Anche se la presidente della Commissione europea, Ursula von der Leyen, è certa di come i campioni nostrani vadano solamente stimolati per permettergli di emergere, gli esperti non ne sono così convinti. Certo, il fatto che da qui a qualche mese l’esecutivo dell’Ue dovrebbe presentare un piano per la sovranità tecnologica è positivo. Ma pensare che possa bastare per staccarsi dallo storico alleato è fantascienza. È scritto anche negli accordi, d’altronde. Come quello che ha sottoscritto la Germania con Google per la fornitura di servizi cloud all’esercito. O come quello da 240 milioni di sterline siglato dal Regno Unito con Palantir, per l’analisi dei dati.

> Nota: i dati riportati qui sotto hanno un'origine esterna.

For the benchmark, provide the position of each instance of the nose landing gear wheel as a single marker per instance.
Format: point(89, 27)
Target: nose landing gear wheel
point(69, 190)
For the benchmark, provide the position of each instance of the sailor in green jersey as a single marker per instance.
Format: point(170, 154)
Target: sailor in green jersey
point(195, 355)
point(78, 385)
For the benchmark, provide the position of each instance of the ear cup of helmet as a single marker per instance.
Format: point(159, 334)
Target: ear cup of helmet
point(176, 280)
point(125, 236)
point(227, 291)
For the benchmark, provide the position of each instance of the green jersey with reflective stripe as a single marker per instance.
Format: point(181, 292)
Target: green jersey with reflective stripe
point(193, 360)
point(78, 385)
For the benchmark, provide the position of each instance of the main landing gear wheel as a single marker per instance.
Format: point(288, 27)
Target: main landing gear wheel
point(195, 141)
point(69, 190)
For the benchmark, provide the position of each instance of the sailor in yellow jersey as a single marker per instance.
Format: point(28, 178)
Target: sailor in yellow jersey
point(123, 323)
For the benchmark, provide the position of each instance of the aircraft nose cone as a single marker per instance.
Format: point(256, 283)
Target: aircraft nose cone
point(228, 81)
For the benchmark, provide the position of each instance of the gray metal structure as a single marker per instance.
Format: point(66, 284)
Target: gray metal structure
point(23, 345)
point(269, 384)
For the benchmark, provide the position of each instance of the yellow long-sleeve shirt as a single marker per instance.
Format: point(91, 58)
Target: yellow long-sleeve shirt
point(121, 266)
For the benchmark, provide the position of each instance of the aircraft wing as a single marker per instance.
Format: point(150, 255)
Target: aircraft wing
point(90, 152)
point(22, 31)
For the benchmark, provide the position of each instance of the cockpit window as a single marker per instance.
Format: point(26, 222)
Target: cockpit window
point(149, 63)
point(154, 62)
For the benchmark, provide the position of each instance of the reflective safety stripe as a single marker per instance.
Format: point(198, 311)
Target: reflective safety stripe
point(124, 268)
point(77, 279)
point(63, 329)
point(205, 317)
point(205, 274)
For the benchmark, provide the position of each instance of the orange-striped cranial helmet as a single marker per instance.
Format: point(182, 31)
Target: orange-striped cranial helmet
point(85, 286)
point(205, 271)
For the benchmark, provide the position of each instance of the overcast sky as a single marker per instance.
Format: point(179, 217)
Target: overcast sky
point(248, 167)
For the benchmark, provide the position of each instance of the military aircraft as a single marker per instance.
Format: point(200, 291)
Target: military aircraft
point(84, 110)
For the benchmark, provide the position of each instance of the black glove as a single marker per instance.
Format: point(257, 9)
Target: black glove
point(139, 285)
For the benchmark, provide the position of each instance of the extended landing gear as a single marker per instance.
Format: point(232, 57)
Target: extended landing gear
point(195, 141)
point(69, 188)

La questione nasce dal comportamento ondivago degli Stati Uniti. La paura degli europei è che Donald Trump possa a un certo punto decidere di staccare la spina – anche se rischierebbe di trasformarsi in un boomerang per il presidente americano. Anche per l’Europa le minacce potrebbero essere spuntate. Il bazooka più volte nominato potrebbe essere un deterrente, ma se dovessero utilizzarlo si ritorna al punto di partenza: alternative al livello degli strumenti tecnologici americani non ce ne sono ancora.

C’è un altro elemento che merita di essere aggiunto all’analisi. Da quanto sostengono gli addetti ai lavori, le preoccupazioni sulla possibile crisi dell’intelligenza artificiale non riguardano la sicurezza informatica. L’arrivo sul mercato di Claude Code Security di Anthropic, che permette di analizzare le falle e suggerire dei rimedi, ha fatto perdere parecchio alle rivali – Global X Cybersecurity ha perso il 4,9%, CrowdStrike l’11%, Cloudflare il 9,6%, SailPoint l’8%. Generando un po’ di panico. Ma fino a un certo punto. Come sostiene Aron Jacobson, partner della New Enterprise Associates (NEA), “la sicurezza informatica non è un problema tecnologico, ma umano”. Per cui l’Europa è giusto che segua la sua strada ma, visto ciò che riserva il futuro, prima di abbandonare del tutto quella vecchia è meglio pensarci bene.